Precision oncology
Year: 2018
Session type: Oral
1University Hospital Birmingham,2UHB
Abstract
Increasing evidence supports complex subclonal relationships in solid tumours, manifested as intratumour heterogeneity. Parallel evolution of subclones, with distinct somatic events occurring in the same gene, signal transduction pathway or protein complex, suggests constraints to tumour evolution that might be therapeutically exploitable. Emerging data from TRACERx, a longitudinal lung cancer evolution study will be presented. Drivers of tumour heterogeneity change during the disease course and contribute to the temporally distinct origins of lung cancer driver events. APOBEC driven mutagenesis appears to be enriched in subclones in multiple tumour types. Oncogene, tumour suppressor gene and drug induced DNA replication stress are found to drive APOBEC mutagenesis.

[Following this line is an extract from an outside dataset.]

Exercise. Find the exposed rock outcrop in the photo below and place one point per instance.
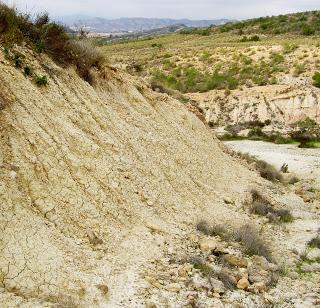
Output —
(281, 105)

Evidence that intratumour heterogeneity and chromosomal instability is finely tuned will be presented, to create sufficient diversity for adaptation mitigating the risks of excessive genome instability resulting in cell autonomous lethality. On-going chromosomal instability, manifested as Mirrored Subclonal Allelic Imbalance (MSAI) is found to be a major driver of intratumour heterogeneity in non-small cell lung cancer, contributing to parallel evolution and selection. The finding of subclonal driver events, evidence of ongoing selection within subclones, combined with genome instability driving cell-to-cell variation is likely to limit the efficacy of targeted monotherapies, suggesting the need for new approaches to drug development and clinical trial design and integration of cancer immunotherapeutic approaches. The clonal neo-antigenic architecture may act as a tumour vulnerability, targeting multiple clonal neo-antigens present in each tumour to mitigate resistance and treatment failure. The role of cancer genome instability driving immune evasion and HLA/MHC loss and immune escape will be presented.